Opera House, 17 août
Verre à moitié vide ou à moitié plein ? On pourra reprocher à cette nouvelle production, la troisième de l’été à Glyndebourne, de chercher midi à quatorze heures, d’occulter complètement la dimension maçonnique de l’œuvre ou de surcharger la soirée d’images parfois inutiles. En même temps, il faut reconnaître que le duo franco-canadien Barbe & Doucet réussit à sortir intelligemment des sentiers battus, à créer un univers visuel séduisant et à porter un regard intéressant sur un des aspects de Die Zauberflöte.
Se demandant comment concilier certains éléments sexistes et racistes du livret avec les valeurs dominantes actuelles, André Barbe et Renaud Doucet ont choisi de ne rien couper dans le texte, mais de faire des premiers combats féministes l’arrière-plan de leur mise en scène. L’action est donc transposée dans un grand hôtel du début du XXe siècle qui, sans en être une copie fidèle, est censé évoquer le Sacher de Vienne.
Pourquoi ? Parce que Anna Sacher, la jeune veuve du fondateur, poursuivit seule l’affaire et la fit prospérer dans un monde où il était encore moins aisé qu’aujourd’hui à une femme de faire entendre sa voix. Anna Sacher, mais aussi Rosa Lewis – propriétaire, à la même époque, du Cavendish de Londres – deviennent ainsi les modèles de la Reine de la Nuit, héroïne pour laquelle les metteurs en scène disent éprouver un vrai penchant.
Ainsi, la mère de Pamina dirige d’une main de fer l’hôtel (on l’aura deviné : les trois Génies sont des grooms), tandis que Sarastro règne sur les cuisines. Et puisque c’est l’époque des suffragettes, on les voit manifester, jusque dans les caves, pour le droit de vote.

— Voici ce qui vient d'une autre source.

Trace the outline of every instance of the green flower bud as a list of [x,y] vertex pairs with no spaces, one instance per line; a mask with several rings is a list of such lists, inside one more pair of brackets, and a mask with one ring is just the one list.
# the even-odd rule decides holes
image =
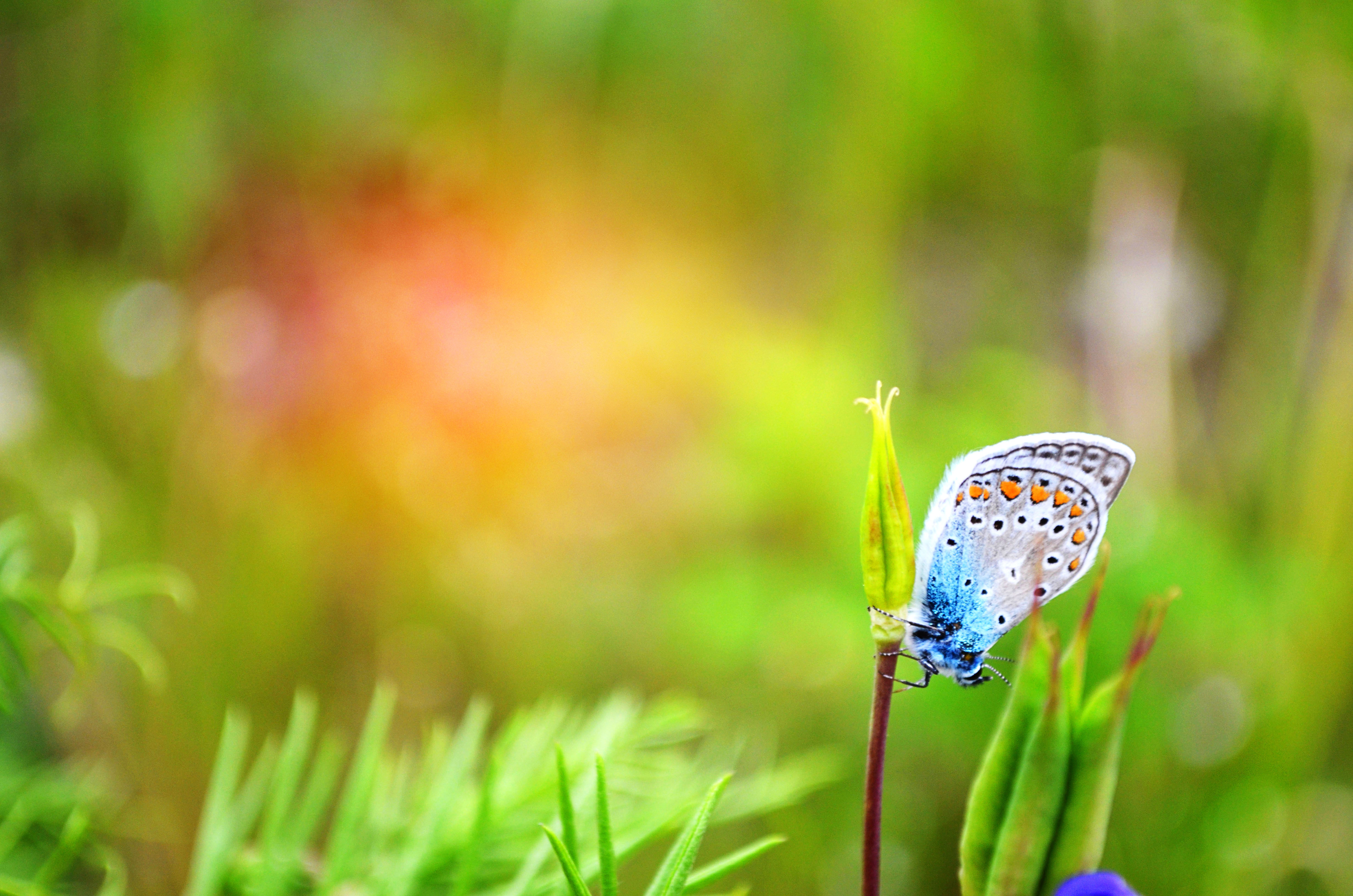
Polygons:
[[[901,616],[912,596],[916,578],[916,548],[912,545],[912,513],[907,491],[897,471],[893,429],[888,417],[897,388],[884,399],[884,384],[874,387],[874,398],[859,398],[874,416],[874,448],[869,457],[869,480],[865,485],[865,510],[859,518],[859,559],[865,567],[865,597],[869,605]],[[896,644],[902,639],[902,623],[882,613],[871,613],[874,640]]]

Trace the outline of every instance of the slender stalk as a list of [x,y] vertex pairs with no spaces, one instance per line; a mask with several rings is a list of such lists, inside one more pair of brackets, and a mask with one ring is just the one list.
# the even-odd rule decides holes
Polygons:
[[865,853],[862,857],[861,895],[878,896],[878,857],[884,820],[884,750],[888,746],[888,713],[893,708],[893,674],[897,656],[885,656],[897,644],[877,644],[874,669],[874,708],[869,716],[869,759],[865,763]]

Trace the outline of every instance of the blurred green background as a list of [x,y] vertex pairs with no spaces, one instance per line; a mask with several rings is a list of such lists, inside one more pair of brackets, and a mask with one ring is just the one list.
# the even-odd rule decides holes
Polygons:
[[[1350,175],[1334,0],[5,0],[0,503],[199,590],[49,750],[158,896],[229,702],[678,689],[859,758],[754,876],[851,893],[881,378],[917,525],[1000,439],[1138,452],[1092,678],[1184,598],[1105,864],[1353,893]],[[888,892],[957,892],[1004,697],[898,697]]]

Le processus initiatique imposé à Tamino et Papageno tient plus des brigades d’Escoffier que des lumières maçonniques, mais il est finement détourné. Et si, pendant la « Marche des prêtres », on voit une armée de techniciennes de surface venir faire briller les cuisines, avant que n’y débarquent les mâles dominants, on s’amuse de voir Tamino faire la vaisselle, tandis que Pamina présente fièrement la truite saumonée de l’épreuve finale. C’est enfin sur une base parfaitement égalitaire que Papageno et Papagena se partagent les tâches ménagères, après la naissance coup sur coup de leurs cinq enfants.
Visuellement, le choix d’éléments de décor monochromes en deux dimensions se révèle payant : non seulement il renvoie à un riche imaginaire théâtral, qui va de l’époque de Mozart jusqu’à The Rake’s Progress, façon David Hockney, mais il permet aussi des changements rapides, un joli contraste avec la riche palette de couleurs des costumes et une véritable cohérence visuelle.
Sofia Fomina est une Pamina à la voix ronde et chaude, mais parfois un peu gauche scéniquement. Caroline Wettergreen campe une Reine de la Nuit à la fois belle et élégante, mais son premier air souffre d’une intonation irrégulière, et le second ne lui permet pas de sortir du dilemme entre rigueur rythmique et liberté de ton.
Frais et suave, le Tamino, façon Tintin, de David Portillo, tandis que Björn Bürger séduit par la justesse et la netteté de son Papageno. Brindley Sherratt, Jörg Schneider et Alison Rose sont également dignes d’éloges.
On se montrera plus réservé envers Ryan Wigglesworth, choisi tardivement pour remplacer Antonello Manacorda, à qui cette production avait initialement été confiée. Peu connu hors du Royaume-Uni, le chef britannique – sans lien de parenté avec son compatriote Mark Wigglesworth, éphémère directeur musical de la Monnaie de Bruxelles – est également compositeur.
Cette double casquette suffit-elle à expliquer une approche plus analytique que théâtrale ? Toujours est-il que, dès l’Ouverture, très lente, on a la conscience d’un manque de flamme qui se confirmera, hélas, tout au long de la soirée. Même les musiciens de l’excellent Orchestra of the Age of Enlightenment semblent parfois s’ennuyer.